Rep. Kevin Calvey (R- Oklahoma City) has introduced House Bill 2206, a bill that would prohibit Oklahoma’s district attorneys from prosecuting any state officials accused of a public offense and grant that authority exclusively to the state’s Attorney General. The bill proposes the following:
“The jurisdiction of a prosecution against a principal in the commission of a public offense, when such principal is a state elected official, state legislator, district court judicial officer, appellate judicial officer or an appointee of a state board or state commission at the time of the commission of the offense, is within the sole and exclusive prosecutorial authority of the Attorney General of Oklahoma. Such an action must be filed in the county of residence of the state officer.”
Calvey said that he authored the bill not because of any recent malicious prosecutions of officials in Oklahoma, but in light of former Texas Gov. Rick Perry’s 2014 indictment on charges of abuse of power. Perry was accused last year of threatening to veto millions in funding to the state’s Public Integrity Unit, headed by Travis County District Attorney Rosemary Lehmberg’s office, unless Lehmberg stepped down from her position. Perry called on Lehmberg to step down after she spent 45 days in jail following a guilty plea for drunk driving; Lehmberg refused and the PIU funding was vetoed.
Calvey called Perry’s indictment a “witch hunt” and filed the bill to prevent similar incidents from occurring in Oklahoma. “The origin of it has nothing to do with anything that’s occurred in Oklahoma. It’s my concern over what’s going on in Texas with this witch hunt by a local prosecutor,” Calvey said.
“I do think it’s just better to prevent that kind of thing from ever arising,” Calvey said. “The point is to not allow a locally elected official to effectively have undue influence over statewide policy.”
Calvey said that a district attorney would “not necessarily” be prevented from filing a charge such as drunk driving against a legislator or judge, but has yet to specify what would be considered a public offense. “The tough part is defining where that line is,” he said.
District attorneys in Oklahoma have expressed their concern with Calvey’s bill. “This bill creates a different class of citizens that would be protected from the normal prosecution process,” said Oklahoma County District attorney David Prater, who has prosecuted legislators and a judge in the past. Prater noted that he was “suspicious” that Calvey’s bill might be in retaliation to previous prosecution of state officials, according to The Oklahoman.
“How does shifting the responsibility of prosecution from one politically elected official to another politically elected official solve the problem?” asked Pottawatomie and Lincoln County district attorney Richard Smothermon. “The attorney general probably faces more political pressure on a day-to-day basis than I’ve ever faced.”

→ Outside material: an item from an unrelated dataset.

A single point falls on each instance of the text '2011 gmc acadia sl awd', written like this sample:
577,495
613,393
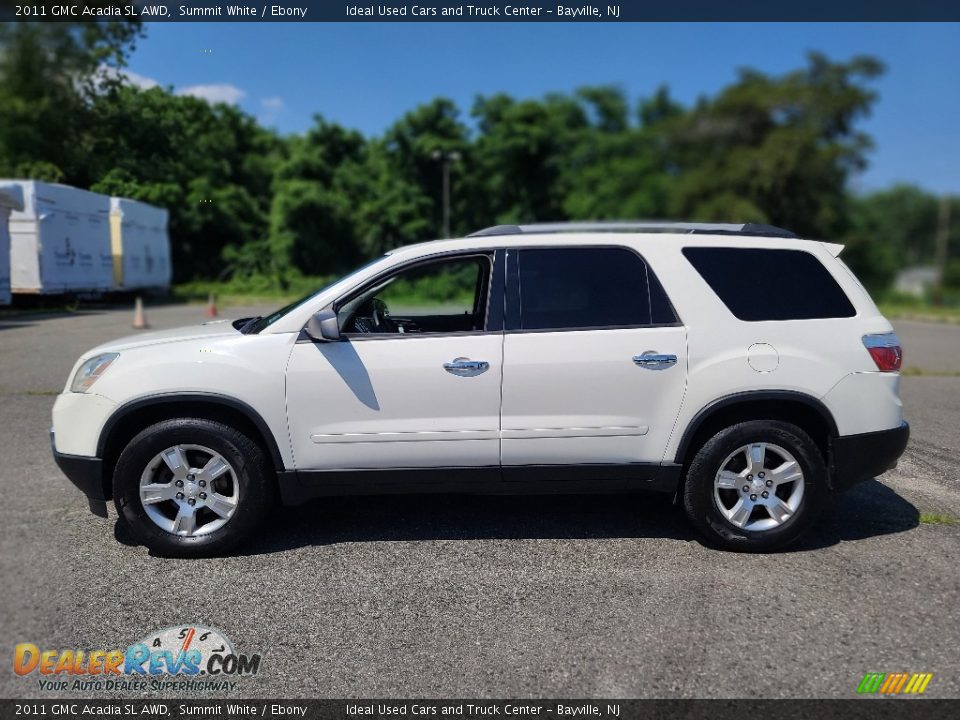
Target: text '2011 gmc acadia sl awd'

Prater pointed out that the attorney general already has authority to overtake any criminal case. If the Attorney General believed that a district attorney’s prosecution of a state official involved political persecution, “he can step in and take that case over without asking anyone permission.”
Oklahoma Attorney General Scott Pruitt reportedly finds the proposed legislation unnecessary. Will Gattenby, Pruitt’s press secretary, said that district attorneys and the attorney general currently “have concurrent jurisdiction in the prosecution of state officials” and “we partner and work with district attorneys across the state in investigations and prosecutions utilizing the grand jury process on behalf of the citizens of Oklahoma.”
“We see no reason for a statutory change unless there is some evidence of abuse as has been seen outside of Oklahoma,” said Gattenby.